C'est sa plus proche collaboratrice, dirigeante de premier plan, et elle n'a pas su
conforter voire emplifier cel élan de 2007. Elle a laissé une situation se déliter au niveau des militants sans mener une vraie réflexion en interne sur les solutions à trouver pour éviter une
hémorragie. Sans doute n'a-telle pas su anticiper la volatilité de cette base qui était pourtant un bon test pour les futurs résultats électoraux.
Alors que les enthousiames sont difficiles à cultiver sur le long
terme, les déceptions, elles, se répandent comme une trainée de poudre et peuvent faire des dommages collatéraux.
L'homme seul ne peut pas tout: il s'appuie aussi sur une équipe en responsabilité
d'anticiper et de réagir dès les premiers signes d'affaiblissement du mouvement dont il a la charge.
François Bayrou devra se "réapproprier" son image et peut-être élargir son équipe
de confiance avec de vrais nouveaux visages. En clair il devra pratiquer "l'ouverture" aux militants.

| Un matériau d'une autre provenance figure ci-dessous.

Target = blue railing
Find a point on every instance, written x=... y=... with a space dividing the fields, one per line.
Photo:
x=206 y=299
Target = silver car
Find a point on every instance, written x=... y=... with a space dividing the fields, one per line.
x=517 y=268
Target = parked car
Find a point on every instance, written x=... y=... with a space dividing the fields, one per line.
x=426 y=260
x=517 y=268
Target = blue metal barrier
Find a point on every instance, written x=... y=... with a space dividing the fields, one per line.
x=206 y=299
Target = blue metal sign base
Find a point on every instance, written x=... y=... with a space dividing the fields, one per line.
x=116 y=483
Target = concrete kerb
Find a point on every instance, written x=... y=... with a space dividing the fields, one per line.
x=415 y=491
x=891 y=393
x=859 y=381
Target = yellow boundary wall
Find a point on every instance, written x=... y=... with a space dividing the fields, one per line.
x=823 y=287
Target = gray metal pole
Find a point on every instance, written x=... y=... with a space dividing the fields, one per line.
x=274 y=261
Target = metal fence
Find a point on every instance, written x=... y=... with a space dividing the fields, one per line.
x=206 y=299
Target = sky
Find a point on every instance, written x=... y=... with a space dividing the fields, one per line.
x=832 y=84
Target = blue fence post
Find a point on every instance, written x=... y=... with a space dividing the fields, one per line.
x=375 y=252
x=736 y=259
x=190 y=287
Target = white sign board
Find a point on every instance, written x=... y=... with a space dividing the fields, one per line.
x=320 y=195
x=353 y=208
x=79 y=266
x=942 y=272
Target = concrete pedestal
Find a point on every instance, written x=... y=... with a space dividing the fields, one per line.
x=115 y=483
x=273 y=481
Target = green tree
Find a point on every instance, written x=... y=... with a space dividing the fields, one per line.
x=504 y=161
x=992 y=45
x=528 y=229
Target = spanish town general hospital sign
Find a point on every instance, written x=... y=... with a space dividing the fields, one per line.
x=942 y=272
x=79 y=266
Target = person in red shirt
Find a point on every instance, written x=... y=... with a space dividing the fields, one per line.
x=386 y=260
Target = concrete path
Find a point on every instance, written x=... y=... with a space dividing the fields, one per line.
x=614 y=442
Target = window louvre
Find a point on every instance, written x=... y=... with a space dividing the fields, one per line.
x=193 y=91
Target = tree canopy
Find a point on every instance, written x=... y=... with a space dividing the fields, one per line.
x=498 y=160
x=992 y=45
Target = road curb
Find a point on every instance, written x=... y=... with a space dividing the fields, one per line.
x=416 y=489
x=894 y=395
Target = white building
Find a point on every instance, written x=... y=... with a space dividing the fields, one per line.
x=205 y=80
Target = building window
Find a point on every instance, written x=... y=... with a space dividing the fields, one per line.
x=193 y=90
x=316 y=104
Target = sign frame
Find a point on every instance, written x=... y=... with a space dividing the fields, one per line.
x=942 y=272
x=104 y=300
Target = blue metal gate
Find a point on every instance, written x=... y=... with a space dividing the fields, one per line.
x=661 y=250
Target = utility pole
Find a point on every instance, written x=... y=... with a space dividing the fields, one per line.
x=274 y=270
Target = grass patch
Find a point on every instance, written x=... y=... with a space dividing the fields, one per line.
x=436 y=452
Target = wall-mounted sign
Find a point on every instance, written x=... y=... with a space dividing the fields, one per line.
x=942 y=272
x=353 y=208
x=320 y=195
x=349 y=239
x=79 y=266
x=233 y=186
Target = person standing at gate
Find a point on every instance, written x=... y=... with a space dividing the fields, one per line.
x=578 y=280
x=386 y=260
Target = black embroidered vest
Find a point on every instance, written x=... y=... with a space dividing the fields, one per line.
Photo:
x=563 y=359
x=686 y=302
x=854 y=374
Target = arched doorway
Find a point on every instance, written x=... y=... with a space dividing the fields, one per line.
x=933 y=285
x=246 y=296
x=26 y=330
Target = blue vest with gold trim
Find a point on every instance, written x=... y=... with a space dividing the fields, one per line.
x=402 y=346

De mon humble avis François Bayrou souffre d'un déficit de conseils crédibles,
cohérents, stables et surtout innovants. Sa communication laisse à désirer et devra devenir plus « professionnelle » . Pour se faire, il serait vraiment souhaitable qu'il s'adjoigne les
services de spécialistes en communication qui lui évitent des erreurs que nous payons cher aujourd'hui . Notre mouvement est un vrai vivier de compétences, pas assez utilisé (la participation à
des commissions ne suffit plus). Il faut exploiter nos propres richesses et bosser comme des pros et non plus des bleus. Pour la communication, nous avons la chance d'avoir dans nos
rangs une personnalité compétente, fidèle et engagée . Mais je sais qu'il y en a bien d'autres. Un recensement des compétences s'impose.Plus que
jamais.
Si je pense que cet échec n'est pas celui (uniquemnt) de François Bayrou, c'est que
d'autres personnalités au sein du MoDem devront s'y associer, principalement de part leurs propres résultats.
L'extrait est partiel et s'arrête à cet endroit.